The Society has its roots in mathematical modelling, biomechanics and medical research and has always encouraged researchers to report their on-going projects in all aspects of the spinal deformities associated with scoliosis and other spinal deformity conditions. The biomechanical approach led to a better understanding of how the vertebral column behaves under stresses and how the surface shape related to the underlying columnar deformity. Developments in imaging and electronics allowed researchers to develop systems such as ISIS as a non-invasive method of recording back shape in out patient clinics as well as a tool for researchers.

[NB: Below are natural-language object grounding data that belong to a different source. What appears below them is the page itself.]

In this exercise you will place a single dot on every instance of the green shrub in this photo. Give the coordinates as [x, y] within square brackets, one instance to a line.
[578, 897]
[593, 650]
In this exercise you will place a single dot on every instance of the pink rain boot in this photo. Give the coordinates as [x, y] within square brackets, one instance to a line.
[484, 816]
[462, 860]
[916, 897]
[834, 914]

Biologically based studies were also reported. It was appreciated early on by the membership that children with scoliosis have a range of growth disturbances associated with a marked skeletal asymmetry. While the biological approach has enabled a considerable amount of data to be amassed which relates to etiology and pathogenesis, no actual breakthrough into fully understanding why the spinal column rotates and curves to cause scoliosis has yet occurred.
The biennial meetings of the Society chart this research progress in each of the volumes of proceedings, with some reports being final papers while others are progress reports. This is a unique resource for the researcher, holding the key to many different aspects of the problems of the spine. However, some authors choose not to submit to the volumes as they are publishing elsewhere in peer-reviewed Journals, a trend which is inevitably going to challenge the way conference proceedings are reported in the future. There is therefore a challenge to the IRSSD to find an answer to this issue.

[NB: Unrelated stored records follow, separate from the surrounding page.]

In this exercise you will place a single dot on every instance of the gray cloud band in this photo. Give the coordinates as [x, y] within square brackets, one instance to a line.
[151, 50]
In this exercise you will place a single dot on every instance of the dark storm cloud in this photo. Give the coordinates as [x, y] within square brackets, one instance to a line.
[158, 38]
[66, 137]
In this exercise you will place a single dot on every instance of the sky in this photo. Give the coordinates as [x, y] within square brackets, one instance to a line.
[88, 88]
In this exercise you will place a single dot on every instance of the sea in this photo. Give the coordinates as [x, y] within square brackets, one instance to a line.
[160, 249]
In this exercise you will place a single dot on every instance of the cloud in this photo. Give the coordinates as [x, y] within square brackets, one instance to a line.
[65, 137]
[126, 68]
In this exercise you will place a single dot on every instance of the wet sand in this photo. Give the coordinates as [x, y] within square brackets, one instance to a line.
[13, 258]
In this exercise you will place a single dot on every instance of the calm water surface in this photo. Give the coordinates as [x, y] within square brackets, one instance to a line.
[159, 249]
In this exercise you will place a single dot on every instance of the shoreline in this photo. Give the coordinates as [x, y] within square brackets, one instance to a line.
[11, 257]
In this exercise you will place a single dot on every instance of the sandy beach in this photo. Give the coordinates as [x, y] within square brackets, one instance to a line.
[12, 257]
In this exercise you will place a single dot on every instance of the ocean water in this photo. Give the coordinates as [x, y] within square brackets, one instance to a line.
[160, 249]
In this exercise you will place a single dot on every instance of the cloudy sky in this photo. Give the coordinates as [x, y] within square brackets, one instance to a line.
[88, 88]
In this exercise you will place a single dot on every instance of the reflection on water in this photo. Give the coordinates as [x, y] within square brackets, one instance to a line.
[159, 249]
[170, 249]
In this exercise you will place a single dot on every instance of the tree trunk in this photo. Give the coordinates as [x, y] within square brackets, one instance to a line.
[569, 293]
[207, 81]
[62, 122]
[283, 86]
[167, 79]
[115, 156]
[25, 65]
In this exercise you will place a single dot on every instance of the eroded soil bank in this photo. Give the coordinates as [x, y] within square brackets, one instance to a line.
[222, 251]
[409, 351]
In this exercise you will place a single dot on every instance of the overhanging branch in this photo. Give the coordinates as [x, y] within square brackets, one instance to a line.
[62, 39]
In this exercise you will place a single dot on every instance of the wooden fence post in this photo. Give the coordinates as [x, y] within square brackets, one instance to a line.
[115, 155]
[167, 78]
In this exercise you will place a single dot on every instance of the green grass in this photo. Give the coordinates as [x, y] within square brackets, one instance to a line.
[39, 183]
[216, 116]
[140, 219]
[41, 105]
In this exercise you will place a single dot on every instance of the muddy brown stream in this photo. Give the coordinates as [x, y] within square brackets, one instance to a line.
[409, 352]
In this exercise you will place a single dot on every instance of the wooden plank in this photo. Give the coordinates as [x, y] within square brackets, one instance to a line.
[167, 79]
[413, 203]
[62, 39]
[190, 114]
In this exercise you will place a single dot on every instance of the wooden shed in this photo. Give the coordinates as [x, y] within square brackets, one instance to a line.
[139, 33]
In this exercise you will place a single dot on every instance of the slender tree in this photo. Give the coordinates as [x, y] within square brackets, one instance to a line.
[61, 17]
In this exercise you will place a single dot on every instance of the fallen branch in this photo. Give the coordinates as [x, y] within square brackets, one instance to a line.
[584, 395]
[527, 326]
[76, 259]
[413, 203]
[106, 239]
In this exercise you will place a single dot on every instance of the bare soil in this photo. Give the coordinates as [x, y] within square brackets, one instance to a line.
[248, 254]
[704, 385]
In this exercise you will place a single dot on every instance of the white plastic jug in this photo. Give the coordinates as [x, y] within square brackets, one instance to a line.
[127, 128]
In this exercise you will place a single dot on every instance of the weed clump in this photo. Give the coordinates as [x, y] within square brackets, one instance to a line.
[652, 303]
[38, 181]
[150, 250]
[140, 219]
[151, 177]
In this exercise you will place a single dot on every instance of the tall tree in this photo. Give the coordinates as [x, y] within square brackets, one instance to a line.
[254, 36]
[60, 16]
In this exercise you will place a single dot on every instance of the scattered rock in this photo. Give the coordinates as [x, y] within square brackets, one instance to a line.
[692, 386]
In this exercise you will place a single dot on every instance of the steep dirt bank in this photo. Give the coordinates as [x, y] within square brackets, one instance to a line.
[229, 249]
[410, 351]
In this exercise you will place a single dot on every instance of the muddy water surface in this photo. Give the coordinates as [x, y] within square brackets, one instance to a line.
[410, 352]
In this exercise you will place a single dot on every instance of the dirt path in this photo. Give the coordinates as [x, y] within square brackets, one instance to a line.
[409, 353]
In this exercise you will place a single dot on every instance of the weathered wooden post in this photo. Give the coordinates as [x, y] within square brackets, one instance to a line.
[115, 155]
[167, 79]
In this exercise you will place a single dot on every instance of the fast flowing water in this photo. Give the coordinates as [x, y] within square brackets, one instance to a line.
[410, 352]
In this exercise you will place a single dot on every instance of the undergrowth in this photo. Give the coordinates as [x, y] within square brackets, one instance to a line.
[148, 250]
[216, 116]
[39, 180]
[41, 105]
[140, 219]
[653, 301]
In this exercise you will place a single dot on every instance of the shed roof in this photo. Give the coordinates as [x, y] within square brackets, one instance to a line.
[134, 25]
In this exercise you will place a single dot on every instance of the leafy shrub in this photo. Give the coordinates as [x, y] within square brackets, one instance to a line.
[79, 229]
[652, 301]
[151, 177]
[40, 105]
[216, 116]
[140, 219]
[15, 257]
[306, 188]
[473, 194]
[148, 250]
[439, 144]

2008 could be viewed as a time of potentially exciting breakthroughs in our understanding of the deformity of scoliosis. The rapid advances in imaging technology will allow better and more detailed images of the spine, both on its surface and deeper internally, using techniques such as Laser scanning, Magnetic Resonance Imaging and ultrasound. There is little doubt these technologies are going to advance massively, new ones will come into the hands of clinicians and researchers and a better understanding of the complex functional anatomy of the spine will be developed. This will undoubtedly aid biomechanicians to model the spine and its function, under gravity and movement, allowing new insight into progressions of curves and ways to surgically control deformities.
However, it is probably the potential of biology and medical research which offer the greatest opportunities to further our understanding. The incredible advances at the molecular level, the expanding knowledge of genetics and the recent discoveries in the field of neurophysiology offer for the first time real potential for unravelling the puzzles of etiology. The discovery of molecular biochemical pathways, signalling agents, hormones such as leptin, genetic markers and a greater appreciation of the role of the nervous systems, both central, peripheral and autonomic, all indicate that the research field could expand dramatically with new ideas and inputs from research workers in fields outside the traditional ones devoted to the spine.
It is thus clear that to find a solution, we must build on these new developments and look beyond the spine to the whole body to discover if its biological functions are disturbed. A growing child is a dynamic environment internally, with rapid growth changes reflected in adolescence and these are known to result in tall, thin and asymmetrical children. These changes point to a whole body biological involvement. Researchers must reflect on this totality since it must ultimately allow us to explain the etiology and pathology of what are probably going to prove to be secondary events manifest as spinal curvatures.
These are exciting times and I hope the participants in the Liverpool meeting in 2008 will look back on it as a watershed in our understanding of the spinal deformities. Let's hope this is true, since a therapeutic intervention must surely be better than surgery or external bracing from the purely psychological, if not cosmetic, view of a growing child.
I would like to thanks all participants and authors for submitting their work to the meeting and to my colleagues Professor Nachi Chockalingam, Mr. Ashley Cole and Mr. El-Nasri Ahmed, for their help and support and to our sponsors who supported the meeting in Liverpool, European Capital of Culture 2008.